Gerade diese Vorlagen sind es, warum ich für meine Vorbereitungen World Anvil den Vorzug gegenüber klassischen Notiz-Apps, Word oder der klassischen Papierwirtschaft gegeben habe. Ich glaube vor allem Spielleiter mit mehr als 10 Jahren Erfahrung, tun sich oft vergleichsweise schwer, neuere Technologien zu adaptieren, vor allem weil der Status Quo für sie gut funktioniert. In meinem Umfeld gab es allerdings auch zuletzt viel neues. Corona zwang uns in die Onlinewelt und auch World Anvil-ähnliche Hilfsmittel wie Kanka wurden genutzt.

Für mich spielt allerdings auch rein, dass World Anvil das Mapping-Programm Project Deios unterstützt, dass ich vor einiger Zeit auf Kickstarter gebackt habe. Ein bisschen amüsiert es mich selbst trotzdem, dass ich ohne je eine Gruppe geleitet zu haben gleich zu einer kostenpflichtigen Mitgliedschaft für World Anvil greife.

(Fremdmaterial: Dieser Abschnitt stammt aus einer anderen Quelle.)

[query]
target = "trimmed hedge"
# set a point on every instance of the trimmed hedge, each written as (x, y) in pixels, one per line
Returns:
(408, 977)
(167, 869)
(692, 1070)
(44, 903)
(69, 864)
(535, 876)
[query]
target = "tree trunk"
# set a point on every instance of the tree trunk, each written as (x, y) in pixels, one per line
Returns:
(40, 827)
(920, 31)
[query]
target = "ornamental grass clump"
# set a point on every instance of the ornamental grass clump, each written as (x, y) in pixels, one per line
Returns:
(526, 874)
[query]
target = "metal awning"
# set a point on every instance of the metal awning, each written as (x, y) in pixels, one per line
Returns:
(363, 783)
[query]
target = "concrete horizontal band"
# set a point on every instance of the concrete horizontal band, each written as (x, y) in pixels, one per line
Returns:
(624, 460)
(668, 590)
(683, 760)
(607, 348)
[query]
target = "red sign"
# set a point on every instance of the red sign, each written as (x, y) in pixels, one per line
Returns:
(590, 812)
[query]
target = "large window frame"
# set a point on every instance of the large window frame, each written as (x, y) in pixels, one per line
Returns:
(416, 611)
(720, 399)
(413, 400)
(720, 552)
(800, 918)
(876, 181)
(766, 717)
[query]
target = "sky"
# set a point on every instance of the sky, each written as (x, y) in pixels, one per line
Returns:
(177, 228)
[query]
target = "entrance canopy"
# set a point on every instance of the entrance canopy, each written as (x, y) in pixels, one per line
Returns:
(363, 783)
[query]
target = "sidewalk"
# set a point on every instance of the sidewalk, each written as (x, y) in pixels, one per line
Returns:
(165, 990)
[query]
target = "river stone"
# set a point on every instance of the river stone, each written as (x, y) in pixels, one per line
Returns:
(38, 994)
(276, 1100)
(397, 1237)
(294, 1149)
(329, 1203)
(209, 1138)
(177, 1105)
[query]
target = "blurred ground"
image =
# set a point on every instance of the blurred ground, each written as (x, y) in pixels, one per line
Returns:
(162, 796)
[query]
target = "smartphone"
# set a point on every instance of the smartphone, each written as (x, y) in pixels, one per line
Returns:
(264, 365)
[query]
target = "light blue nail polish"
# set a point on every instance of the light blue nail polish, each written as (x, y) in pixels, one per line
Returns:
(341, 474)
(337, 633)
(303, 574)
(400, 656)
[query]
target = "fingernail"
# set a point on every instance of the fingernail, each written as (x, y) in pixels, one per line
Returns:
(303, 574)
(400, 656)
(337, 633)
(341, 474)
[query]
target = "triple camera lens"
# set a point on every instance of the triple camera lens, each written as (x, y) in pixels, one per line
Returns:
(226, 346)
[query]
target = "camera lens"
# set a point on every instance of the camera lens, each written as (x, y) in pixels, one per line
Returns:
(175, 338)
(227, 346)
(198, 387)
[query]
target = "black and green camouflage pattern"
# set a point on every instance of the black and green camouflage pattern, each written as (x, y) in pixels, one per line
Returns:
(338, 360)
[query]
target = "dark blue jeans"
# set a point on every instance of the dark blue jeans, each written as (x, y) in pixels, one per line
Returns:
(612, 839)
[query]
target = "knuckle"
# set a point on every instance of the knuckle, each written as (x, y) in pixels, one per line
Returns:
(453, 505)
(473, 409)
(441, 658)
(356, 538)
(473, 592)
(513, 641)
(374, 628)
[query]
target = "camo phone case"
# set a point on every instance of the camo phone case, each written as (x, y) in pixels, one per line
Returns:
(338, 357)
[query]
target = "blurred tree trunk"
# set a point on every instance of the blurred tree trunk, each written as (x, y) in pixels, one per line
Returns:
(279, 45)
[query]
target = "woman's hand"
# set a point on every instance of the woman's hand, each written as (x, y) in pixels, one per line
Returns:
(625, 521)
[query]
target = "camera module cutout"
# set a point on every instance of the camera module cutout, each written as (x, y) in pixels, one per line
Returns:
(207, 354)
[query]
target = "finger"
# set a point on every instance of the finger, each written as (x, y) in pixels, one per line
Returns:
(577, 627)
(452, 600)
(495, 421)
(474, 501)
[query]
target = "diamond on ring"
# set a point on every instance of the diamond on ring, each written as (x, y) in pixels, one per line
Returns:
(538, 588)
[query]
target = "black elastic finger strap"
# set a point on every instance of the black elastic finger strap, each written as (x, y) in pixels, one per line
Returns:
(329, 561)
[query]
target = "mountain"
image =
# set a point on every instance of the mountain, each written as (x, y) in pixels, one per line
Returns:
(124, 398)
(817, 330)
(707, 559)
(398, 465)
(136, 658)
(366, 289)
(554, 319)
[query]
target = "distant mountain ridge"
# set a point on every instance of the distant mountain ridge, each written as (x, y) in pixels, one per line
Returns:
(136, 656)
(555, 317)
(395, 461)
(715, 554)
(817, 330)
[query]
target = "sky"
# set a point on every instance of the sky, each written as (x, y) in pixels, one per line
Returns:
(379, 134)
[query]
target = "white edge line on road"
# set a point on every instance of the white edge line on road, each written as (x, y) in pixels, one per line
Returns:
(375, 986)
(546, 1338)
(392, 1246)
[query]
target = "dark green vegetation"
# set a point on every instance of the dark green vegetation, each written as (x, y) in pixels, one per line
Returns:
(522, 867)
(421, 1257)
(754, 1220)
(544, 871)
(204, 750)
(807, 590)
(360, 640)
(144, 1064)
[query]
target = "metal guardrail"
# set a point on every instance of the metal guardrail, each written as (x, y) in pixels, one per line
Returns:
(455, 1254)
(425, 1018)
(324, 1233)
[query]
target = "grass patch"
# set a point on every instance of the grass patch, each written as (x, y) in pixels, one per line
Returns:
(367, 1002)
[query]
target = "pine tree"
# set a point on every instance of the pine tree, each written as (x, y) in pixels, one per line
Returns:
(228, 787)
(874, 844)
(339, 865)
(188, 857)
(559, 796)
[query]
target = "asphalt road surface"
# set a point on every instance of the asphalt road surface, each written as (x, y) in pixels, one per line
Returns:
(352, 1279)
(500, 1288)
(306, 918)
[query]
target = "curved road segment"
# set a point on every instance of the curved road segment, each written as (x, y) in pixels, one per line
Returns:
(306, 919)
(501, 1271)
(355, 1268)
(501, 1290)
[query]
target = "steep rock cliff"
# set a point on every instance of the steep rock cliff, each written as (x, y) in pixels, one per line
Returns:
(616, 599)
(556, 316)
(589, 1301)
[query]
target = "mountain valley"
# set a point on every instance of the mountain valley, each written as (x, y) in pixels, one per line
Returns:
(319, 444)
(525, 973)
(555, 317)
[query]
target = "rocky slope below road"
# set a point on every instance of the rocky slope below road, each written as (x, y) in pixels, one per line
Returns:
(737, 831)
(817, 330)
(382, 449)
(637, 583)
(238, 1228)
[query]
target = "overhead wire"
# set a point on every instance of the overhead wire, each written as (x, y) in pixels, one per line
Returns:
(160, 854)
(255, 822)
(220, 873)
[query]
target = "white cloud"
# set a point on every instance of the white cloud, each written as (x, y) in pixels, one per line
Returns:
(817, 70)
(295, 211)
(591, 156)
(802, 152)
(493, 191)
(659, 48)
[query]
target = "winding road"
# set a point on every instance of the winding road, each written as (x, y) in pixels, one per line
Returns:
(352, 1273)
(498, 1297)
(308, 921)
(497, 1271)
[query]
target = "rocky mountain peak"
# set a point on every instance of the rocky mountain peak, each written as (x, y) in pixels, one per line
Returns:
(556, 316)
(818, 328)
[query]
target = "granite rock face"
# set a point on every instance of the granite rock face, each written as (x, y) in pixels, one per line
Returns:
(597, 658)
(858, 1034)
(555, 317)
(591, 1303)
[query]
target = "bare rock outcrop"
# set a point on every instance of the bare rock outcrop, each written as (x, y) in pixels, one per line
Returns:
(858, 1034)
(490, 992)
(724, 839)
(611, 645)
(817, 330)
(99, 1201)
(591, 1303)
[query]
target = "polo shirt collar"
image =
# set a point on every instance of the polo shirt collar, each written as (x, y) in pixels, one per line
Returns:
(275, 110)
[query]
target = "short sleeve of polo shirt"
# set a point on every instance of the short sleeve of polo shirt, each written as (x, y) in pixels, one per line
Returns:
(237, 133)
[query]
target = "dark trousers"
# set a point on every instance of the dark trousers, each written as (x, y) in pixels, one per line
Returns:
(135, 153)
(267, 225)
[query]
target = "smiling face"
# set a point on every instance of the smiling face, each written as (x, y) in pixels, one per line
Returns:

Schon gespannt, was kommen wird

Mit dem Spielleiten werde ich es trotzdem nicht überstürzen. Ich bin mir noch nicht in allen Aspekten des Spielkonzepts sicher – das fängt schon bei der Überlegung an, ob ich bekloppt genug bin, mein „erstes Mal“ auch noch als Video aufzunehmen. Aber ich fange gerade auch erst an, meinen Werkzeugkasten anzulegen. Ich möchte am Ende schon gerne für fast jede Situation etwas aus dem Hut zaubern können, ohne komplett zu improvisieren. Dafür braucht es noch so einige Mini-Quests, Charaktere und vor allem auch eine erste größere Quest, dessen wichtigste Eckpunkte ausgearbeitet sind.

Trotzdem bin ich auch schon richtig heiß auf meine erste DM-Erfahrung. Ich freue mich schon darauf, ein Stück weit mit einigen Angewohnheiten zu brechen, die sich in meinem Spielumfeld etabliert haben. Ich bin neugierig darauf, wie Dinge angenommen werden, die einfach mal ein bisschen anders gehandhabt werden und wenn die Gruppe mal etwas kleiner ist. Etwas tuts mir aber auch schon Leid, dass ich deshalb nicht jedem einen Platz geben kann, mit dem ich sonst regelmäßig als Spieler unterwegs war. Einen sicheren Platz haben aber schon die drei Personen, die mich in den letzten Jahren am häufigsten am Tisch ihrer eigenen Runden ertragen haben. Sie sollen unbedingt die Möglichkeit bekommen, meinen Plots einen Strich durch die Rechnung zu machen.

Insgesamt bin ich aber positiv: Ich kenne das Regelwerk ziemlich gut und habe dank Neverwinter Nights schon lange in älteren Versionen der Forgotten Realms gerollenspielt. Damit kenne ich mich auch vielen Aspekten der neuen, leider etwas spärlich ausgeformten, 5e-Version der Welt aus. Ebenso weiß ich um meine Schwächen und glaube, diese mit meinem Werkzeugkasten gut ausgleichen zu können. Erstmals fühle ich mich bereit, Spielleiter zu sein und dabei auch richtig gut zu sein.